Warren: Show me the money

Senator Elizabeth Warren and two colleagues fired a letter to Binance demanding its financial records back to 2017 and claiming the exchange has reportedly “facilitated theft, money laundering and terrorist financing.” Binance raised eyebrows by protesting its innocence without directly addressing any of the claims. Forbes also reported that the company “spirited away US$1.8 billion (A$2.67B) of collateral meant to back customers’ stablecoins and transferring the funds to several large investors.”

Scroll on

Ethereum scaling solution Scroll has raised US $50 million (A$74,3M) at a valuation of US$1.8 billion (A$2.67B). Scroll is a Ethereum Virtual Machine compatible zero-knowledge proof rollup, which is a fancy way of saying it brings much faster and cheaper transactions to Ethereum DApps. It launched its zkEVM on the Goerli test last week. Competitors zkSync and the Consensys zkEVM are due to launch soon too.

Voyage into the unknown

It appears as if Voyager went broke due to a reckless disregard for due diligence. A single unsecured loan to 3AC accounted for more than a quarter of its loan book and the loan was approved in under an hour based on a one sentence letter from 3AC claiming it had US$3.7B (A$5.5B) in assets under management. As reporter Amy Castor points out, Celsius and Alameda have also borrowed up to 25% of Voyager’s total assets at various points, meaning if 3AC hadn’t caused it to collapse, something else would have. Voyager is being sued by the SEC, which claims its native token VGX is a security. In response Voyager is suing the SEC stating the regulator’s objections to Binance.US purchasing it is costing the company US$10M (A$14.8M) every month.

RBA to trial CBDC

The Reserve Bank of Australia will trial out a CBDC and it has the Commonwealth Bank and ANZ on board. The RBA has 14 pilot projects aimed at testing use cases for a digital Aussie dollar – and one of the companies involved is Canvas Digital which uses Ethereum scaling solution StarkWare to provide private, fast and gas fee transactions.

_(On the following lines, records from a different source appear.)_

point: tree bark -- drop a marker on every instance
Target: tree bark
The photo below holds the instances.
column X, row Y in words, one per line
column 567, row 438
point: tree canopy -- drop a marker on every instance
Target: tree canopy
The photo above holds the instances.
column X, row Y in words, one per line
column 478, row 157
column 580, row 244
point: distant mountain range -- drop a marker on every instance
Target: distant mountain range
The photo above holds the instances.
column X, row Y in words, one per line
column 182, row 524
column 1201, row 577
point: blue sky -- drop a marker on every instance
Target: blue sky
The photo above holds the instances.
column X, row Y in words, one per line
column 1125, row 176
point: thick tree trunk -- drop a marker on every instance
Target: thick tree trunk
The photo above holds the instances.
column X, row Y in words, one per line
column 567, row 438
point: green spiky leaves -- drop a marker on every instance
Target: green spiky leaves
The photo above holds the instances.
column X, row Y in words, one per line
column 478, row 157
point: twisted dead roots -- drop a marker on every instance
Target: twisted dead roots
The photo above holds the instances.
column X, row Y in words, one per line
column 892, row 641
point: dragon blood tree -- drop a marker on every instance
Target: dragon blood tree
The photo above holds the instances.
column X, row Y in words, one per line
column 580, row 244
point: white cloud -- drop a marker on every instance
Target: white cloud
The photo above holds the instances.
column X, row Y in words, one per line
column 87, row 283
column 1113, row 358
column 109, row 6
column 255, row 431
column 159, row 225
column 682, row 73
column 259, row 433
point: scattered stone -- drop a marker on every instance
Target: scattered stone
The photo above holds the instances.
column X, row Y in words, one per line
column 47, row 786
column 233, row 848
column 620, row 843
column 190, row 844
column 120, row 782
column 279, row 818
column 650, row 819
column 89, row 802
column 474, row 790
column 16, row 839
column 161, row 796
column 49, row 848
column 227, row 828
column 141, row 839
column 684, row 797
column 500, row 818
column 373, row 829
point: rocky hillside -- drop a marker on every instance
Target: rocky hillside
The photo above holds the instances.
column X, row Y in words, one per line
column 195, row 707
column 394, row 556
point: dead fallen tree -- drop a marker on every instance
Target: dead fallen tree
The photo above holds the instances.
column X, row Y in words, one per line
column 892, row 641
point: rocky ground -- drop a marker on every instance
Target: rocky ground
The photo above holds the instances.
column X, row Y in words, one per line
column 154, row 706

Singapore police investigate Terraform

Singapore Police have opened an investigation into Terraform Labs, which was co-founded by crypto fugitive Do Kwon. The US SEC last month accused Kwon and Terraform of fraud, while the founder also faces charges in South Korea over the US$60 billion (A$89B) wipeout the collapse of Terra Luna ecosystem caused.

Beacon chain withdrawals next month

The testnet shadow fork of Ethereum’s Shapella upgrade (which introduces withdrawals from the beacon chain) went off pretty smoothly. The devs even tried to stress test the fork by taking a mock relay offline to trigger circuit breaker conditions, but the fail-safes kicked in and the network ploughed on. The latest All Core Devs call decided the next shadow fork will occur on the Goerli testnet on March 14, and if there are no issues, the real fork on Ethereum will occur four weeks later.